Multilingual Support Automation

From use case: Multilingual Support Automation

Klarna, the Stockholm-based fintech and payments company, provides the most extensively documented case of multilingual support automation at scale. In February 2024, the company launched an AI assistant powered by large language model technology across 23 markets, supporting more than 35 languages. According to OpenAI's published case study, the assistant handled two-thirds of all customer service chats in its first month, equaling 2.3 million conversations, and achieved customer satisfaction scores on par with human agents while reducing repeat inquiries by 25%. Klarna reported significant improvements in communication with immigrant and expatriate communities across all markets due to the language support capabilities. However, by 2025, CEO Sebastian Siemiatkowski acknowledged to Bloomberg that the cost-focused approach had resulted in lower quality for complex interactions, prompting the company to rehire human agents and adopt a hybrid model that pairs AI for routine multilingual queries with skilled human support for sensitive cases.

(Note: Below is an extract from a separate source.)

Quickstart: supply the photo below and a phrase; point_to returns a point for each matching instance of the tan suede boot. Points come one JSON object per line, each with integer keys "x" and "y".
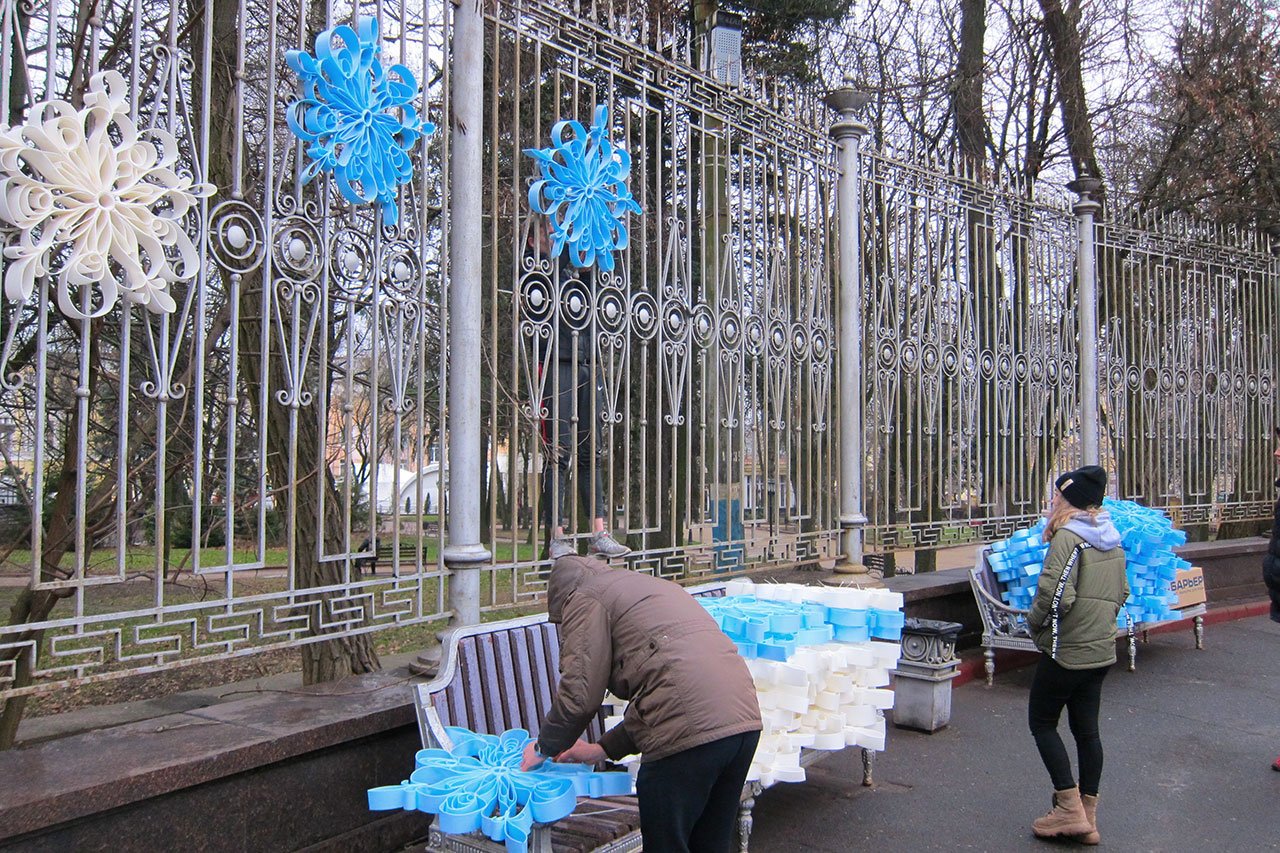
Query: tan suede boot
{"x": 1091, "y": 811}
{"x": 1066, "y": 817}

Jumia, the leading e-commerce marketplace operating across 11 African countries, implemented an AI-powered omnichannel platform to unify customer and seller support across 176 digital channels, including WhatsApp, TikTok, email, and live chat. According to a Sprinklr case study, the deployment consolidated more than 200 agents onto a single platform with multilingual capabilities spanning English, French, and Arabic. Between July and October 2023, first-response rates reached 94.46% within service-level agreements, the case resolution rate improved to 95.24%, and customer satisfaction scores rose by 76%. The company has announced plans to add real-time translation capabilities and conversational AI bots to further extend language coverage across its diverse African user base.